The claim is true! You can show that for any prime $p$, and positive integer $e$
$$x^{p^{e+1}} - 1 = (x^{p{^e}} -1)((x^{p{^e}})^{p-1} + ((x^{p{^e}})^{p-2} + \cdots + (x^{p^{e}}) + 1)$$
(to see this more easily, set $u = x^{p^e}$ in into the familiar equation $u^p - 1 = (u-1)(u^{p-1} + \cdots + u + 1)$.
Let $\zeta_{p^{e+1}}$ be a primitive $p^{e+1}$ root of unity. Then, $\zeta_{p^{e+1}}$ is a root of the left hand side of the above equation and so $\zeta_{p^{e+1}}$ is a root of the left hand side. Hence, $\zeta_{p^{e+1}}$ is a root fo $x^{p^e} - 1$ or $(x^{p{^e}})^{p-1} + ((x^{p{^e}})^{p-2} + \cdots + (x^{p^{e}}) + 1$. It is not a root of $x^{p^e} - 1$, it must be a root of $(x^{p{^e}})^{p-1} + ((x^{p{^e}})^{p-2} + \cdots + (x^{p^{e}}) + 1$. The degree of $\zeta_{p^{e+1}}$ over $\mathbb{Q}$ is $\varphi(p^{e+1}) = p^{e+1} - p^e$ (this is the cyclotomic field of $p^{e+1}$ roots of unity).

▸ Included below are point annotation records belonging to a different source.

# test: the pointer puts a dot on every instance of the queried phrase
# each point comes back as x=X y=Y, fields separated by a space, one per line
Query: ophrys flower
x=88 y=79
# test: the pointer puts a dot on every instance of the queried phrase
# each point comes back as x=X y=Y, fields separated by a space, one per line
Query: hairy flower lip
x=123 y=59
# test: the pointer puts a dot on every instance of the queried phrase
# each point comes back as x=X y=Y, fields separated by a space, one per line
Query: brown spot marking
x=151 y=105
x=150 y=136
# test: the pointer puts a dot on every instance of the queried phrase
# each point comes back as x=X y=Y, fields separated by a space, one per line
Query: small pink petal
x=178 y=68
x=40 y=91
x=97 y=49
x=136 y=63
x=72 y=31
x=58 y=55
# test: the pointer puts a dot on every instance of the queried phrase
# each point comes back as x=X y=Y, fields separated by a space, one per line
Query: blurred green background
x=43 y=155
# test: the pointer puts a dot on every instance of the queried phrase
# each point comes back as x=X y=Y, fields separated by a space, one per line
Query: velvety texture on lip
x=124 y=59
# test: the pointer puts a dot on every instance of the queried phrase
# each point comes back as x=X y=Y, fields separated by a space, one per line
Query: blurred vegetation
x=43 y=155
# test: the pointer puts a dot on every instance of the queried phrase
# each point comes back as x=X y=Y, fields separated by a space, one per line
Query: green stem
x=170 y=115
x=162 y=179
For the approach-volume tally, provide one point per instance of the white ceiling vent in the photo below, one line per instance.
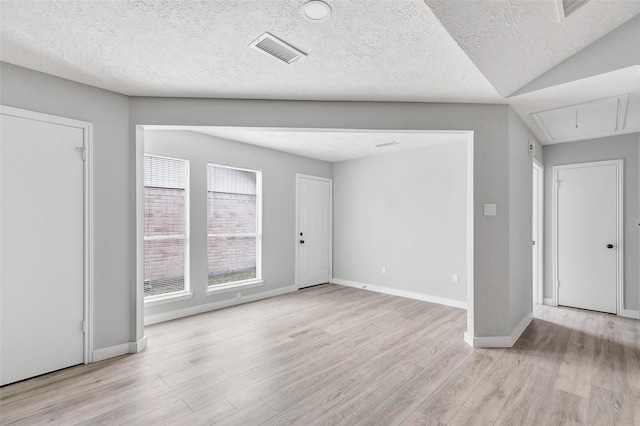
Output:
(599, 118)
(276, 48)
(382, 145)
(567, 7)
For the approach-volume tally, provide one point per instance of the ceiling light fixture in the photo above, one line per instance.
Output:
(316, 10)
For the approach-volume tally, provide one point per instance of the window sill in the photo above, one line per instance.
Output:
(167, 298)
(222, 288)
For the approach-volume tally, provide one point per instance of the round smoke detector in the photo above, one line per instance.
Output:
(316, 10)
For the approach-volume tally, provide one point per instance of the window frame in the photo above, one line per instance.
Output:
(258, 280)
(186, 293)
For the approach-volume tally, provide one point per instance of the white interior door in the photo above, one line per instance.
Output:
(536, 233)
(588, 202)
(42, 248)
(314, 231)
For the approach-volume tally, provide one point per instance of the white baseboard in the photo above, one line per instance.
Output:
(402, 293)
(139, 346)
(198, 309)
(121, 349)
(111, 351)
(499, 341)
(630, 313)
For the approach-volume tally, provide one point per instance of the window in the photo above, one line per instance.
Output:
(166, 250)
(234, 239)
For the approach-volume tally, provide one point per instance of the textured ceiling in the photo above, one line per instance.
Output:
(471, 51)
(367, 50)
(332, 146)
(615, 83)
(513, 42)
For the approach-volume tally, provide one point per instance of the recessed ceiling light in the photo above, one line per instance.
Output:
(316, 10)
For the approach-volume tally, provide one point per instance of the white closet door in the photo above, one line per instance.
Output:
(42, 248)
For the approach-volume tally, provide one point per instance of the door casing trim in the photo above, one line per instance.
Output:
(619, 163)
(88, 229)
(330, 257)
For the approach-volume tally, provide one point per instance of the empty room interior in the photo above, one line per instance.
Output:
(261, 212)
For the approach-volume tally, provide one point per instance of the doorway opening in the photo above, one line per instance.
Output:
(537, 233)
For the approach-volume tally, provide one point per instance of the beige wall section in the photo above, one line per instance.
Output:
(626, 147)
(278, 214)
(113, 255)
(406, 211)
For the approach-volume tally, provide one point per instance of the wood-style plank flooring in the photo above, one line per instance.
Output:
(337, 355)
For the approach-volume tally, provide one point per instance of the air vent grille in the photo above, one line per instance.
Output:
(571, 6)
(276, 48)
(381, 145)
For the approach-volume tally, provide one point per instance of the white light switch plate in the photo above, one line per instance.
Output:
(490, 210)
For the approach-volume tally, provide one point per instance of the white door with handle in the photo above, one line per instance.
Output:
(42, 247)
(588, 229)
(313, 237)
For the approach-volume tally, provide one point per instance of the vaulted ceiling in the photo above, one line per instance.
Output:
(517, 52)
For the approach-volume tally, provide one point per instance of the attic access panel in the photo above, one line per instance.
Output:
(583, 121)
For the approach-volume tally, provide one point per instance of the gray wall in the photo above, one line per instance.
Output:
(406, 211)
(491, 297)
(520, 218)
(115, 116)
(626, 147)
(109, 113)
(279, 211)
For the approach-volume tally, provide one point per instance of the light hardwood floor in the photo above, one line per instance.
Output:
(337, 355)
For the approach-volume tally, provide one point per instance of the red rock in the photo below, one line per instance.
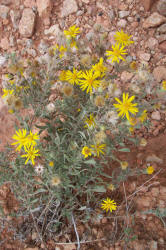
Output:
(147, 4)
(162, 46)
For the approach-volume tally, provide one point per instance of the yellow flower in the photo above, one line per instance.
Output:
(98, 148)
(90, 122)
(99, 68)
(31, 139)
(86, 152)
(31, 154)
(143, 116)
(124, 165)
(73, 77)
(51, 163)
(90, 81)
(100, 137)
(164, 85)
(117, 53)
(67, 90)
(20, 137)
(108, 205)
(150, 170)
(126, 106)
(99, 101)
(72, 32)
(62, 51)
(62, 76)
(55, 181)
(123, 38)
(7, 92)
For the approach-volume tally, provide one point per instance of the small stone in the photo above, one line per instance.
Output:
(154, 20)
(152, 43)
(161, 7)
(53, 30)
(126, 76)
(4, 11)
(122, 23)
(147, 4)
(156, 115)
(27, 23)
(159, 73)
(69, 7)
(162, 46)
(4, 44)
(144, 56)
(162, 28)
(154, 159)
(124, 13)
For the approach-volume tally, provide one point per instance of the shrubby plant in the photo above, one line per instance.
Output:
(77, 116)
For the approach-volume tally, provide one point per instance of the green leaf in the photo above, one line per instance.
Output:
(124, 150)
(99, 189)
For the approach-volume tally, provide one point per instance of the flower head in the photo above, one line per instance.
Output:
(67, 90)
(98, 148)
(39, 169)
(126, 106)
(90, 122)
(108, 205)
(117, 53)
(20, 138)
(86, 152)
(99, 101)
(55, 181)
(31, 154)
(99, 68)
(89, 81)
(73, 77)
(150, 170)
(122, 38)
(164, 85)
(72, 32)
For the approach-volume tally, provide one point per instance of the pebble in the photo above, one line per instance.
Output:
(161, 7)
(4, 11)
(69, 7)
(159, 73)
(27, 23)
(154, 20)
(124, 13)
(122, 23)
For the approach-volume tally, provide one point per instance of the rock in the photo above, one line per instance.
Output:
(152, 43)
(53, 30)
(15, 16)
(162, 46)
(156, 115)
(3, 60)
(126, 76)
(161, 7)
(147, 4)
(69, 7)
(4, 44)
(144, 56)
(4, 11)
(159, 73)
(27, 23)
(124, 13)
(44, 8)
(122, 23)
(162, 28)
(154, 20)
(30, 3)
(154, 159)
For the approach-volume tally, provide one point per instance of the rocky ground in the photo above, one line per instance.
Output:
(30, 27)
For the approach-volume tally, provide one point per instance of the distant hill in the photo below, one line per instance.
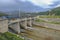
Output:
(55, 11)
(3, 14)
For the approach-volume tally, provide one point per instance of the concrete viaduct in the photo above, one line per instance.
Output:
(16, 24)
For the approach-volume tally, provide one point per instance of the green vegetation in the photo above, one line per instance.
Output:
(39, 20)
(2, 14)
(9, 36)
(55, 11)
(54, 22)
(47, 16)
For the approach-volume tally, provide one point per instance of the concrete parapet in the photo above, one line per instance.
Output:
(47, 25)
(15, 27)
(3, 26)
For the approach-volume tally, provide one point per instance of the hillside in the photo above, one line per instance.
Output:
(3, 14)
(55, 11)
(9, 36)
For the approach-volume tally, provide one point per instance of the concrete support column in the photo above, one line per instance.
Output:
(29, 23)
(3, 25)
(15, 27)
(24, 24)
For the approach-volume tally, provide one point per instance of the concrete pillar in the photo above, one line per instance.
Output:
(29, 23)
(15, 27)
(24, 24)
(3, 25)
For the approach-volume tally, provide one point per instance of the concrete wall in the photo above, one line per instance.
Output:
(47, 25)
(3, 26)
(51, 19)
(15, 27)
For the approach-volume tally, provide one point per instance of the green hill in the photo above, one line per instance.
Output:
(55, 11)
(3, 14)
(9, 36)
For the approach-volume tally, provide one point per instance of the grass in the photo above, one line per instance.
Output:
(39, 20)
(9, 36)
(47, 16)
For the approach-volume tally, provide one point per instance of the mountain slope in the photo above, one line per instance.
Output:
(55, 11)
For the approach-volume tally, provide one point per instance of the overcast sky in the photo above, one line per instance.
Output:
(15, 4)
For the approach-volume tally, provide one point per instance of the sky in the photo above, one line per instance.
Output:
(6, 5)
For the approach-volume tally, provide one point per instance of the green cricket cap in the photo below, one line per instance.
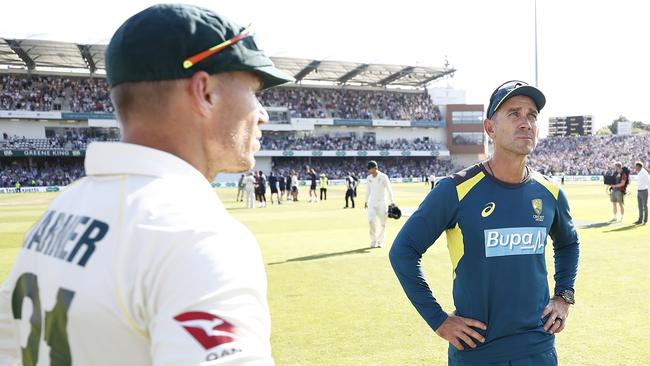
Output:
(155, 43)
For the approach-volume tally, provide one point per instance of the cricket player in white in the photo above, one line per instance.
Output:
(249, 186)
(139, 263)
(377, 188)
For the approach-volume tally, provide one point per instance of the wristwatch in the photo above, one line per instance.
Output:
(568, 296)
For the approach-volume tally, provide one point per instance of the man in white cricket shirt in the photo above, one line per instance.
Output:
(249, 186)
(642, 185)
(377, 188)
(139, 263)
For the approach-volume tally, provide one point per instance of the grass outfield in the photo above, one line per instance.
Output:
(335, 302)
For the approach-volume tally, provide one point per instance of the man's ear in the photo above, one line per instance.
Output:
(203, 93)
(488, 125)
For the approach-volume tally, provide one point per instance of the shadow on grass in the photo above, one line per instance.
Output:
(595, 225)
(623, 228)
(323, 255)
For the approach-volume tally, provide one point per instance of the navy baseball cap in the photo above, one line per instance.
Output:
(511, 89)
(173, 41)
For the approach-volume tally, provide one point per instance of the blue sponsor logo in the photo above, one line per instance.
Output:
(515, 241)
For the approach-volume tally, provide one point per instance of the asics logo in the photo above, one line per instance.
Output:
(489, 208)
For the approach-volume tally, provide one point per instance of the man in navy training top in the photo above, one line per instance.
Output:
(497, 215)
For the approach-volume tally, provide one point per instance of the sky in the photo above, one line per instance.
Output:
(592, 55)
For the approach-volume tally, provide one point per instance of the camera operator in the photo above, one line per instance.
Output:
(617, 193)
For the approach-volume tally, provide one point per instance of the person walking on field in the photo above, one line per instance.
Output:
(377, 188)
(323, 187)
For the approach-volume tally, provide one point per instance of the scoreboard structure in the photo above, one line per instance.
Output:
(570, 126)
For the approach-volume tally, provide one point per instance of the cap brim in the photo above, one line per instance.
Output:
(272, 76)
(526, 90)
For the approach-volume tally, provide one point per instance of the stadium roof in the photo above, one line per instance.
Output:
(36, 54)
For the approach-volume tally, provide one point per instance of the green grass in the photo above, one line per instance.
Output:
(335, 302)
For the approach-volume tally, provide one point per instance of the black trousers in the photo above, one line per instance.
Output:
(349, 194)
(642, 198)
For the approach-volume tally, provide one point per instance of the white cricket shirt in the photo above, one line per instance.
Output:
(643, 179)
(138, 264)
(377, 188)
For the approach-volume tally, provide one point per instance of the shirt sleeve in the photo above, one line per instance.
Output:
(203, 299)
(566, 246)
(389, 189)
(437, 213)
(9, 348)
(367, 188)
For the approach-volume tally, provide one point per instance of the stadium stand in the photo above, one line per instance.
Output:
(588, 155)
(351, 103)
(326, 142)
(48, 93)
(41, 172)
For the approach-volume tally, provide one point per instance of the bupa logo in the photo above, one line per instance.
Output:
(514, 241)
(208, 329)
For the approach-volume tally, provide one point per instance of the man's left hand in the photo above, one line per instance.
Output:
(557, 311)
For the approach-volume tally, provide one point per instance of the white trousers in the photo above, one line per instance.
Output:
(250, 198)
(377, 215)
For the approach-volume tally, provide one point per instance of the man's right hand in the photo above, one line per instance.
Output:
(456, 328)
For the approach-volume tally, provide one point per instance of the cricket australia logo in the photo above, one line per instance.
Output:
(537, 207)
(489, 208)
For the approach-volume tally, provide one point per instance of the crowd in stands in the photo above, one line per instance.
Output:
(339, 168)
(325, 142)
(580, 155)
(54, 93)
(68, 141)
(589, 155)
(43, 172)
(78, 94)
(352, 104)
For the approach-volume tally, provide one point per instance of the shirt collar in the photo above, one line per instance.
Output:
(116, 158)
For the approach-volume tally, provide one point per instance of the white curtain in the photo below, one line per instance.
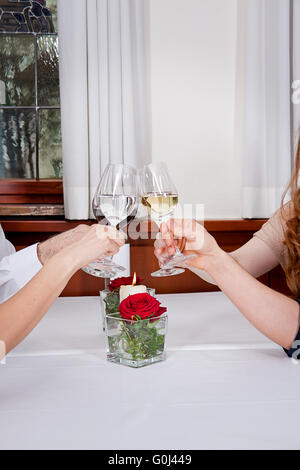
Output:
(267, 137)
(103, 93)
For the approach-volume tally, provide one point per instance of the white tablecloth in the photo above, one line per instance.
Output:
(223, 386)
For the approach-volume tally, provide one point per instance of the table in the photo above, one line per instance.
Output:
(223, 386)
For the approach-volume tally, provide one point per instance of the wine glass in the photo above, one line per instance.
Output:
(160, 197)
(115, 200)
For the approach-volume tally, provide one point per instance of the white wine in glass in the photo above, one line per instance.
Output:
(160, 205)
(160, 197)
(116, 201)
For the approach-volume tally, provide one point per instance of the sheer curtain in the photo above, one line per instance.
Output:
(103, 93)
(268, 130)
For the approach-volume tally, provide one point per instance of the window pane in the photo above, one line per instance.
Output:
(52, 6)
(48, 72)
(17, 70)
(50, 155)
(24, 16)
(17, 149)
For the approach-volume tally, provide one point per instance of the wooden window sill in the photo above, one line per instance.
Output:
(32, 210)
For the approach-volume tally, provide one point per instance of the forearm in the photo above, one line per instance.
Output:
(272, 313)
(21, 313)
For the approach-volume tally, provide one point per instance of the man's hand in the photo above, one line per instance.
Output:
(54, 245)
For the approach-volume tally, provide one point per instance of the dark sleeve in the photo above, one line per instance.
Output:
(294, 352)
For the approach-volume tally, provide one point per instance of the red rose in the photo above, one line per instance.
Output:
(140, 306)
(123, 281)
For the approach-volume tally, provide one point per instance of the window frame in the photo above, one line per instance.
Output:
(31, 191)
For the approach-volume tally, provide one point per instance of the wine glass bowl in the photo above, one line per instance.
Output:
(160, 197)
(115, 201)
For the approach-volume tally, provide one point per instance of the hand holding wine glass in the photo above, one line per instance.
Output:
(160, 197)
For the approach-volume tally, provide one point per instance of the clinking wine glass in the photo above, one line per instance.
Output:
(115, 200)
(160, 197)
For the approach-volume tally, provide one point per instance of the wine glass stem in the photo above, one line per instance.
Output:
(158, 222)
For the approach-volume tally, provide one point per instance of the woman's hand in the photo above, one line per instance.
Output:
(97, 243)
(190, 237)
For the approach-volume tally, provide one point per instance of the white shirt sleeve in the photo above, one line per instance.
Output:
(16, 268)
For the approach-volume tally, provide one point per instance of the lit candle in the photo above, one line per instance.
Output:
(126, 291)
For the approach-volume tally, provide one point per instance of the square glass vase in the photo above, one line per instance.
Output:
(110, 302)
(136, 343)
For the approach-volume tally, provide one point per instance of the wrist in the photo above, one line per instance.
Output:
(67, 260)
(211, 262)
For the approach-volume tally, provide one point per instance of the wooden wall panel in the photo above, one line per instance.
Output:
(229, 234)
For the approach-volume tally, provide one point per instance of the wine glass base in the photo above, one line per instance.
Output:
(168, 272)
(106, 270)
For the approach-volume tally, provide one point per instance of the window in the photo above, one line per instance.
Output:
(30, 127)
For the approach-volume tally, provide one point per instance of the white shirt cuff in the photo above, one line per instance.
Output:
(24, 265)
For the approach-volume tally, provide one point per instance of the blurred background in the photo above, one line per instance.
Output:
(211, 87)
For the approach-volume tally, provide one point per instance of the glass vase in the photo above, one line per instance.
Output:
(136, 343)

Also, note here that we are using the fact that $p$ is prime to calculate $\varphi(p^{e+1})$. Thus, the minimal polynomial of $\zeta_{p^{e+1}}$ over $\mathbb{Q}$ is of degree $p^{e+1} - p^e$.
Note that $(x^{p{^e}})^{p-1} + ((x^{p{^e}})^{p-2} + \cdots + (x^{p^{e}}) + 1$ is a polynomial of degree $p^{e+1} - p^e$ and has $\zeta_{p^{e+1}}$ as a root. Thus, $(x^{p{^e}})^{p-1} + ((x^{p{^e}})^{p-2} + \cdots + (x^{p^{e}}) + 1$ is the minimal polynomial of $\zeta_{p^{e+1}}$ over $\mathbb{Q}$ and consequently irreducible over $\mathbb{Q}$.